PostgreSQL Tutorial: Correlated Subquery

May 23, 2024

Summary: In this tutorial, you will learn about PostgreSQL correlated subquery to perform a query that depends on the values of the current row being processed.

Table of Contents

Introduction to PostgreSQL correlated subquery

In PostgreSQL, a correlated subquery is a subquery that references the columns from the outer query.

Unlike a regular subquery, PostgreSQL evaluates the correlated subquery once for each row processed by the outer query.

Since PostgreSQL reevaluates the correlated subquery for every row in the outer query, this may lead to performance issues, especially when dealing with large datasets.

A correlated subquery can be useful when you need to perform a query that depends on the values of the current being processed.
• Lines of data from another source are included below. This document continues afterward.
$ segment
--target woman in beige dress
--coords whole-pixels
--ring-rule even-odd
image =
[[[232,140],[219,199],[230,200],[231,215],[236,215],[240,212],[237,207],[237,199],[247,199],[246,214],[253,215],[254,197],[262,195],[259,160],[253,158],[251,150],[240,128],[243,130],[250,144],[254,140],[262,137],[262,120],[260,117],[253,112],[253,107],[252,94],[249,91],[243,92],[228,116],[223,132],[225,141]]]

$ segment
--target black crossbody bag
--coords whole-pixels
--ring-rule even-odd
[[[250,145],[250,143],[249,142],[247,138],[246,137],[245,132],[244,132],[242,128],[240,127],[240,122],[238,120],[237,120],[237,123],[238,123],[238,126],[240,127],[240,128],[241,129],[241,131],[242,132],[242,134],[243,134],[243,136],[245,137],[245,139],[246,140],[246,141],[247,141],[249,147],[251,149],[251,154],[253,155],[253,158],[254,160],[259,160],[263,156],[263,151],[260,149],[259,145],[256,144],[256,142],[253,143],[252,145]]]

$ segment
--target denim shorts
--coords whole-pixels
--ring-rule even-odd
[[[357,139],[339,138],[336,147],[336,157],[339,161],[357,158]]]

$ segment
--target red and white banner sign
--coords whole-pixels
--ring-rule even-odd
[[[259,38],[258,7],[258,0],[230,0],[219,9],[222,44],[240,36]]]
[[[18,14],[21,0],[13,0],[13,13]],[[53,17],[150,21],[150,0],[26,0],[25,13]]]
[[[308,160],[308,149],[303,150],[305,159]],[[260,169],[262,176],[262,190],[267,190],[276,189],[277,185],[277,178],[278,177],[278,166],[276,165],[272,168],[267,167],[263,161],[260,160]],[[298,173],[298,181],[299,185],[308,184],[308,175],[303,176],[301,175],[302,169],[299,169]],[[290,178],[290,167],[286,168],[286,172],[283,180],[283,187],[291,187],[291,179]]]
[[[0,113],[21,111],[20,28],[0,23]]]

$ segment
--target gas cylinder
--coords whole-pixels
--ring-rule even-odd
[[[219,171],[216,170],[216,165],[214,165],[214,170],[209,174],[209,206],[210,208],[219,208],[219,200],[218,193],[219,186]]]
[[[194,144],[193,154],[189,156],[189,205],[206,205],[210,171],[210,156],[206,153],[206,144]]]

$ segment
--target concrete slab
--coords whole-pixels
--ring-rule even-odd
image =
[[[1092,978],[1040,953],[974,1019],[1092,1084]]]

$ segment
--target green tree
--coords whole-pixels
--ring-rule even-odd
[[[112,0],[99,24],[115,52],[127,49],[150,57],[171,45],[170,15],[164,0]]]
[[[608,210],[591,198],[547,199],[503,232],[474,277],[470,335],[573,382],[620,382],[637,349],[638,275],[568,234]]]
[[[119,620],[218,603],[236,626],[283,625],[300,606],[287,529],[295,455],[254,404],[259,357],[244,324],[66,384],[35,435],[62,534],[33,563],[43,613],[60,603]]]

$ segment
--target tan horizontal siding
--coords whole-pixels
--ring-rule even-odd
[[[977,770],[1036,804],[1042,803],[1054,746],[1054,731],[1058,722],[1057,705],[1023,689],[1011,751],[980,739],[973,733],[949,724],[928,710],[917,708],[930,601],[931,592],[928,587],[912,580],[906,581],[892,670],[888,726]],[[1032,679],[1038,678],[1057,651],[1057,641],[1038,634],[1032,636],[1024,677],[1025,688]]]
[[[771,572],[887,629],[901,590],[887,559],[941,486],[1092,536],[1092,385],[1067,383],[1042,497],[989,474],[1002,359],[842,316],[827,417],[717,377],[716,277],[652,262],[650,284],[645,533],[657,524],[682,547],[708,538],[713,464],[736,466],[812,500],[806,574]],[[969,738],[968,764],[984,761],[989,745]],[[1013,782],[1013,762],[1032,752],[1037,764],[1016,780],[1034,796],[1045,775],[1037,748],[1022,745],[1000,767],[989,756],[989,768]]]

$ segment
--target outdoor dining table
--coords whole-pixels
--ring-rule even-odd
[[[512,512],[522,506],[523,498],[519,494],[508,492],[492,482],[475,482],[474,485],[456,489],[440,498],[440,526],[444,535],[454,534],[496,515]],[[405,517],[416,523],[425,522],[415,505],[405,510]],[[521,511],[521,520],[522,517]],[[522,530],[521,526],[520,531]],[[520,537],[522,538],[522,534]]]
PostgreSQL correlated subquery example

We’ll use the film table from the sample database for the demonstration:

img

The following example uses a correlated subquery to find the films with higher lengths than average for their respective ratings:

SELECT film_id, title, length, rating
FROM film f
WHERE length > (
    SELECT AVG(length)
    FROM film
    WHERE rating = f.rating
);

Output:

 film_id |            title            | length | rating
---------+-----------------------------+--------+--------
     133 | Chamber Italian             |    117 | NC-17
       4 | Affair Prejudice            |    117 | G
       5 | African Egg                 |    130 | G
       6 | Agent Truman                |    169 | PG
...

How it works?

The outer query retrieves id, title, length, and rating from the film table that has the alias f:

SELECT film_id, title, length, rating
FROM film f
WHERE length > (...)

For each row processed by the outer query, the correlated subquery calculates the average length of films that have the same rating as the current row (f.rating).
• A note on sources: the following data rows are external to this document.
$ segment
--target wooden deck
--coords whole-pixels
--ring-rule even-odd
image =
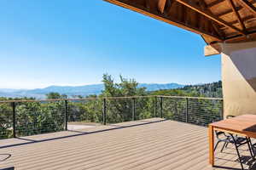
[[[213,168],[206,128],[154,118],[0,140],[0,169],[241,169],[235,149],[224,152]]]

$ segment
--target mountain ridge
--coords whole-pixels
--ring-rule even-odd
[[[139,83],[138,88],[146,88],[147,91],[155,91],[160,89],[173,89],[183,88],[184,85],[178,83]],[[104,84],[91,84],[84,86],[56,86],[52,85],[44,88],[34,89],[12,89],[0,88],[0,96],[8,98],[15,97],[33,97],[36,99],[44,99],[45,94],[55,92],[61,94],[67,94],[68,97],[90,94],[100,94],[104,90]]]

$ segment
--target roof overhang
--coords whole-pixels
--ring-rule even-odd
[[[202,36],[207,44],[256,40],[256,2],[105,0]]]

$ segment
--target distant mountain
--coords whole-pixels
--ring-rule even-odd
[[[173,89],[183,88],[184,85],[177,83],[167,83],[167,84],[147,84],[141,83],[139,88],[146,88],[147,91],[155,91],[160,89]],[[85,86],[49,86],[45,88],[36,88],[32,90],[26,89],[9,89],[0,88],[0,97],[34,97],[37,99],[44,99],[45,94],[56,92],[61,94],[67,94],[69,97],[82,95],[86,96],[90,94],[100,94],[104,89],[103,84],[93,84]]]

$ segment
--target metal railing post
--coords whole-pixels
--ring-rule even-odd
[[[161,97],[160,98],[161,99],[161,100],[160,100],[160,109],[161,109],[161,118],[163,118],[163,100],[164,100],[164,99],[163,99],[163,97]]]
[[[132,98],[132,121],[135,121],[136,113],[136,99]]]
[[[222,105],[221,105],[221,115],[220,115],[220,119],[224,120],[224,99],[221,100]]]
[[[189,98],[186,98],[186,122],[189,122]]]
[[[67,100],[65,99],[65,116],[64,116],[65,130],[67,130],[67,122],[68,122],[68,116],[67,116]]]
[[[157,111],[157,96],[154,96],[154,117],[156,117],[156,111]]]
[[[12,103],[13,107],[13,137],[16,138],[16,105],[15,102]]]
[[[103,125],[107,124],[107,99],[103,99]]]

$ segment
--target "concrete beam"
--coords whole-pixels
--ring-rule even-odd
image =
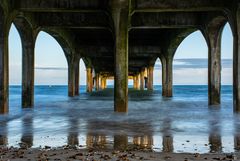
[[[197,28],[201,25],[201,14],[201,12],[135,13],[131,19],[131,29]]]
[[[80,12],[105,9],[107,0],[12,0],[16,9],[31,12]]]
[[[180,12],[223,10],[233,0],[135,0],[133,12]]]
[[[33,15],[38,23],[38,26],[43,28],[110,28],[108,15],[103,11],[80,13],[38,12],[33,13]]]

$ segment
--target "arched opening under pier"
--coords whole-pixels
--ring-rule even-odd
[[[194,42],[194,43],[193,43]],[[203,34],[197,30],[188,35],[176,50],[173,60],[174,96],[207,98],[208,46]],[[194,91],[191,90],[194,86]]]
[[[11,107],[21,106],[22,91],[22,41],[18,30],[12,24],[9,30],[9,96]]]
[[[35,43],[35,94],[67,95],[68,65],[60,44],[41,31]]]

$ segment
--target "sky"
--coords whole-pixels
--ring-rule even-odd
[[[233,37],[229,24],[222,34],[222,84],[232,84]],[[207,84],[208,48],[200,31],[190,34],[178,47],[174,57],[174,85]],[[21,84],[22,48],[21,39],[14,25],[9,32],[9,83]],[[161,63],[154,68],[154,84],[161,84]],[[35,84],[66,85],[67,61],[61,46],[45,32],[40,32],[35,44]],[[131,84],[132,81],[129,81]],[[80,84],[86,84],[86,71],[80,61]]]

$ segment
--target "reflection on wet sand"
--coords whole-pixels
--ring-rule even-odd
[[[222,152],[221,122],[219,115],[212,114],[209,121],[210,153]]]
[[[26,116],[22,119],[22,137],[20,147],[31,148],[33,146],[33,118]]]
[[[166,118],[163,120],[162,133],[163,133],[163,152],[173,152],[173,136],[171,132],[172,120]]]
[[[8,145],[8,127],[6,122],[0,123],[0,145]]]
[[[134,136],[133,144],[139,146],[140,148],[152,149],[153,136],[149,134],[144,136]]]
[[[105,149],[107,148],[106,136],[87,134],[86,146],[88,149]]]

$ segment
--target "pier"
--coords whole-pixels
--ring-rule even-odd
[[[79,96],[79,61],[87,92],[114,79],[114,111],[128,111],[128,80],[153,90],[154,63],[162,63],[162,96],[173,96],[173,59],[180,43],[200,30],[208,45],[208,102],[221,103],[221,34],[233,33],[233,110],[240,112],[240,2],[238,0],[0,0],[0,113],[9,111],[8,34],[22,41],[22,107],[34,106],[34,48],[45,31],[68,63],[68,95]],[[118,139],[116,139],[118,140]],[[137,141],[136,139],[136,142]]]

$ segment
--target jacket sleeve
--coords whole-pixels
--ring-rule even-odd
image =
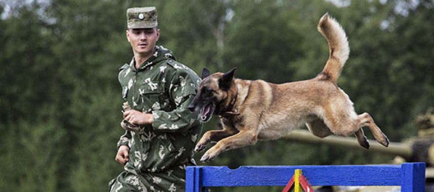
[[[185,132],[202,123],[199,112],[192,112],[187,108],[196,95],[196,88],[199,81],[197,75],[188,70],[177,71],[170,81],[169,90],[176,108],[172,111],[152,112],[152,127],[155,131]]]
[[[119,138],[119,141],[118,141],[118,148],[119,148],[120,145],[127,145],[129,147],[128,143],[130,140],[131,140],[131,133],[128,131],[125,131],[125,134],[120,136],[120,138]]]

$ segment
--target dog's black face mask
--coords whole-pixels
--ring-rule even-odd
[[[191,111],[201,110],[202,121],[205,122],[209,121],[213,114],[219,111],[216,109],[220,108],[219,104],[224,103],[222,102],[226,98],[222,98],[222,93],[229,89],[235,70],[234,69],[217,78],[211,75],[209,70],[204,68],[202,70],[202,81],[197,86],[196,97],[188,105],[189,110]]]

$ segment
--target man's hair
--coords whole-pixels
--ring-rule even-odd
[[[132,29],[154,29],[156,31],[158,30],[158,26],[153,27],[152,28],[138,28],[138,29],[131,29],[131,28],[127,28],[127,30],[131,31]]]

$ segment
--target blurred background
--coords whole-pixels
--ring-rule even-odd
[[[0,191],[106,191],[122,171],[114,158],[124,132],[118,73],[133,57],[125,12],[145,6],[158,9],[158,44],[199,76],[204,67],[237,67],[236,77],[275,83],[321,71],[329,51],[316,25],[328,12],[348,36],[338,84],[358,113],[405,142],[434,106],[432,0],[0,0]],[[384,164],[395,157],[284,139],[209,163],[198,162],[202,154],[195,156],[199,165],[231,168]]]

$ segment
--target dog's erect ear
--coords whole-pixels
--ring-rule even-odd
[[[220,88],[227,90],[231,87],[231,83],[232,82],[232,79],[234,78],[234,73],[237,68],[235,68],[223,74],[220,79],[218,79],[218,86]]]
[[[203,68],[203,69],[202,69],[202,77],[201,77],[200,78],[202,78],[202,79],[203,79],[206,78],[206,77],[210,76],[210,75],[211,74],[211,73],[210,73],[210,70],[208,70],[208,69],[206,69],[206,68]]]

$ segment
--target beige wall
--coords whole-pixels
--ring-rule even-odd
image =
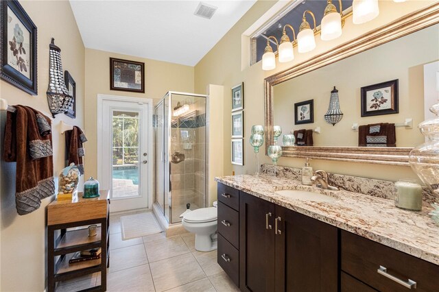
[[[145,62],[145,93],[110,90],[110,57]],[[154,99],[155,104],[169,90],[193,93],[193,67],[92,49],[86,49],[85,59],[85,177],[97,178],[97,95]]]
[[[413,45],[416,44],[416,45]],[[418,46],[423,47],[418,53]],[[290,130],[321,127],[314,133],[314,146],[358,146],[358,132],[351,130],[354,123],[403,123],[413,119],[413,124],[424,121],[423,64],[439,60],[439,25],[394,40],[274,87],[274,122],[282,127],[283,134]],[[361,117],[360,88],[392,80],[399,80],[399,112]],[[343,119],[335,126],[324,121],[331,90],[339,90]],[[294,125],[294,103],[313,99],[314,123]],[[395,129],[398,147],[414,147],[424,136],[416,127]],[[281,137],[280,141],[281,143]]]
[[[60,122],[84,126],[85,50],[68,1],[20,1],[38,27],[37,96],[31,96],[1,80],[1,97],[12,105],[23,104],[49,114],[46,91],[49,84],[49,44],[51,37],[61,48],[63,69],[76,82],[76,119],[58,114],[52,122],[55,174],[64,167],[64,138]],[[1,113],[1,131],[5,112]],[[3,151],[3,134],[1,137]],[[43,291],[45,289],[45,206],[53,199],[43,200],[40,208],[19,216],[15,209],[15,164],[1,163],[1,285],[4,291]]]
[[[289,63],[280,64],[271,71],[263,71],[261,62],[252,66],[241,64],[250,64],[250,49],[246,44],[248,38],[243,37],[243,33],[261,17],[276,1],[259,1],[238,21],[238,23],[217,43],[217,45],[197,64],[195,67],[195,89],[198,93],[206,92],[209,84],[224,86],[224,144],[218,147],[224,149],[224,175],[230,175],[233,171],[237,174],[253,173],[254,158],[252,149],[248,143],[250,129],[252,125],[263,125],[263,79],[275,73],[279,72],[296,64],[311,58],[324,51],[331,49],[337,45],[346,42],[365,32],[388,23],[412,12],[431,5],[434,1],[417,1],[395,3],[390,1],[380,1],[379,16],[373,21],[359,25],[352,23],[349,18],[343,29],[343,35],[330,42],[322,42],[316,38],[316,49],[310,53],[298,54],[296,50],[296,59]],[[241,45],[244,44],[244,45]],[[245,58],[243,61],[243,58]],[[228,161],[230,157],[230,110],[231,97],[230,88],[244,82],[244,117],[245,117],[245,153],[244,166],[232,165]],[[259,154],[261,162],[270,163],[268,156]],[[279,165],[301,167],[303,159],[281,158]],[[372,164],[359,164],[348,162],[335,162],[325,160],[313,160],[311,165],[315,169],[323,169],[329,171],[339,173],[361,175],[395,180],[401,178],[416,178],[414,173],[407,167],[392,167],[375,165]]]

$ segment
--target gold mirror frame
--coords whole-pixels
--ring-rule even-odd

The WHERE clause (WHERE length > (...)) checks if the length of the current film is greater than the average.

The correlated subquery calculates the average length for films with the same rating as the current row in the outer query:

SELECT AVG(length)
FROM film
WHERE rating = f.rating

The WHERE clause ensures that the correlated subquery considers only films with the same rating as the current row in the outer query. The condition rating = f.rating creates the correlation.

As a result, the outer query returns rows where the length of the film is greater than the average length for films with the same rating.

Summary

Use a correlated subquery to perform a query that depends on the values of the current row being processed.